Thirteen years later, a look back at the Iraq War, its motivations and its consequences. (Part I)

Link: Wikipedia entry for the Benghazi scandal.

Part I

The recent opening of a well-produced and costly film on the 2012 Benghazi incident in which four Americans, including an Ambassador were killed, reminds us of the sadly dangerous world we live in.  Ambassador Chris Stevens and the three young men that lost their lives that night, believed that they were in Benghazi, Libya, to help spread America's message of freedom and give hope to a nation in great need of something in which to believe.  When I was a child, I would spend hours looking at the globe my parents bought me for my ninth birthday, and try to learn, day by day, a little bit about all the different countries around the world.  Over the year, I remember using that globe to identify places where war had broken out.  As I've gotten older, the areas free from conflict has continually gotten smaller.  Today, as I look at a map of the world, I can no longer identify a place which isn't in some way either directly under attack or threatened by the plague of Islamic Extremist terrorism.  In the seven years following the 9-11 tragedy, the United States used its military capability to force the terrorist elements to fight in their own backyard.  True, Al-Qaeda was guest-of-honor of the Taliban in Afghanistan, not Saddam Hussein in Iraq.  But strategically, the best way to get at Al-Qaeda in Afghanistan was by using Iraq as a spring-board.  The Bush Administration had been in a war of words with Iraq and its manipulation of the oil-for-food program to ignore United Nation's Resolutions.  I don't know the real answer, but it would seem that the Bush Administration gambled that the Democrats, the United Nations, and the rest of the world wouldn't mind if the U.S. borrowed Iraq's U.N. Resolution violations as an excuse to invade Iraq and turn it into a U.S. military base.  I understand the reasoning behind the strategy: the best was to annihilate Al-Qaeda was to force them into a conventional war (to which they were wholly unsuited) in their own backyard; no place to retreat. 

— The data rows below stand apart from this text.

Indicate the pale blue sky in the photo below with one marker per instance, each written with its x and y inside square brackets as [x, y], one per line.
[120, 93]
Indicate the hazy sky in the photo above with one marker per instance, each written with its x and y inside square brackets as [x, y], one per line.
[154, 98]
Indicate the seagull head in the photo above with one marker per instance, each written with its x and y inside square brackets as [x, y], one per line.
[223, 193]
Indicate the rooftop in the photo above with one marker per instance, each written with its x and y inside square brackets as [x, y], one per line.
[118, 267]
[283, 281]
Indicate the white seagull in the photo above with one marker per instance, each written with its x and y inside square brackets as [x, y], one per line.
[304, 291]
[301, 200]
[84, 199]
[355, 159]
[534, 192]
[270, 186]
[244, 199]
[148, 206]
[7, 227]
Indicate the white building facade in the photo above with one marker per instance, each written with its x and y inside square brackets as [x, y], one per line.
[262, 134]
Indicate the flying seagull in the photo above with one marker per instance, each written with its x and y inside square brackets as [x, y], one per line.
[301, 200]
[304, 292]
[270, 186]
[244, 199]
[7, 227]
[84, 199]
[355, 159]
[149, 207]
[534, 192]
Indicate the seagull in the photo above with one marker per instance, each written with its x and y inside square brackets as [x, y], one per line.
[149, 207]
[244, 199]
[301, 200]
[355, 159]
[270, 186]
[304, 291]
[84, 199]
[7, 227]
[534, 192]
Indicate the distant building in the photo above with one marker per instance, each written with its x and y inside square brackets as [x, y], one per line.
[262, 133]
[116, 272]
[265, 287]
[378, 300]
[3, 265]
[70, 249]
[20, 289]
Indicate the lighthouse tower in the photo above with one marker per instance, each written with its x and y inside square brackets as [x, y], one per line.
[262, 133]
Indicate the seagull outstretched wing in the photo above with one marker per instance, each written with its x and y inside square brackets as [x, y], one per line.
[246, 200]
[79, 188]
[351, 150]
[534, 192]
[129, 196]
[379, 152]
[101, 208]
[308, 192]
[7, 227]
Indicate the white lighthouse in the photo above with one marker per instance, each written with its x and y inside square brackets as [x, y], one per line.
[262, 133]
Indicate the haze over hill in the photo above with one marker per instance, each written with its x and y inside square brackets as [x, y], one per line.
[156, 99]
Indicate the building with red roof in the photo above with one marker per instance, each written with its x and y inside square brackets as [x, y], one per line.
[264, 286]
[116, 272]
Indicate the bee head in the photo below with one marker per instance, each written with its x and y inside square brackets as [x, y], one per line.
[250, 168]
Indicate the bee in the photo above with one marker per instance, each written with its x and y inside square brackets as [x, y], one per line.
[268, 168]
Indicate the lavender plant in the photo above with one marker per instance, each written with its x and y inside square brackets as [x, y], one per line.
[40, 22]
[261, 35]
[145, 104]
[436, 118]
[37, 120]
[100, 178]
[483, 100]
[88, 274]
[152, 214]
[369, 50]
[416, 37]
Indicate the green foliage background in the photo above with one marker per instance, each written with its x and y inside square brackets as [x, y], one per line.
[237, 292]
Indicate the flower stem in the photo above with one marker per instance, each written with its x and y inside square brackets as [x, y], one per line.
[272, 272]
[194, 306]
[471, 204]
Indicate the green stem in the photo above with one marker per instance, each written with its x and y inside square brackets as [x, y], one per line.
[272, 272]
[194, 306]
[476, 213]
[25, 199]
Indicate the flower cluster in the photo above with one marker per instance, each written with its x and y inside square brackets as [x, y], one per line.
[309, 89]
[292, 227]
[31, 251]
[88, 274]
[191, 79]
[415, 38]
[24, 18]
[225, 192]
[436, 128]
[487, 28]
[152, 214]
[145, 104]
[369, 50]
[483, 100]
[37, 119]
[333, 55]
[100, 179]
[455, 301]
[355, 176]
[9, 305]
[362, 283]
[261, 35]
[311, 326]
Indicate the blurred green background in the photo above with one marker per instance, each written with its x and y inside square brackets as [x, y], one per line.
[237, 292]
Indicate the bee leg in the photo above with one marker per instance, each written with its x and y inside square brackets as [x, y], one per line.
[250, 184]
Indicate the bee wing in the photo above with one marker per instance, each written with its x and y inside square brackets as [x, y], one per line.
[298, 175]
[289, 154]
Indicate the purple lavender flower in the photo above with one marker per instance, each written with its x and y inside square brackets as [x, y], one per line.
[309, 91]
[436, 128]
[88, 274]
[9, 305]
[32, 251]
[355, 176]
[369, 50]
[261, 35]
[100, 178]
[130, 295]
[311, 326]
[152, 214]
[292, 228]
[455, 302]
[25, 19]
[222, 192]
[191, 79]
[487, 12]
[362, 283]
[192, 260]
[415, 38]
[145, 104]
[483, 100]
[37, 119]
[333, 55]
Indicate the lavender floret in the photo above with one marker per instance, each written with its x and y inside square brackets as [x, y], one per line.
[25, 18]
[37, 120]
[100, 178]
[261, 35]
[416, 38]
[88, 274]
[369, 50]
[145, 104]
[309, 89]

As for the politics involved, and the Weapons of Mass Destruction issue, I understand the frustration of folks who did not follow the Bush Administration's lead.  But Saddam Hussein was a brutal tyrant who had ignored every attempt by the United Nations to get him in line.  And by 2009, the Iraqi insurgency was over, and Iraq was beginning, for the first time as an independent and free nation, to stand on its own feet (thank you, U.S. taxpayer).  You see, while the military was defeating first, Saddam loyalists and second, the insurgency, we had engineers, architects, plumbers, construction specialists, electricians, town planners, and all sorts of other "nation rebuilding" experts in place, to rebuild Iraq.  Highways were put back in order, from one side of Iraq to the other.  The urban transportation systems were modernized and put back on line, along with traffic lights and speed limits.  The water distribution and waste disposal systems in place were practically from the time of the Ottomans, and we fixed what was repairable and replaced the rest.  Education was important to President Bush, and school building was a priority, from grade school to university-level education.  A tremendous effort to put Iraq's refining capacity back on line was not complete by 2009, but a great deal had been accomplished.  Also, the U.S. military was in the process of training a streamlined, effective, modern Iraqi Armed Forces.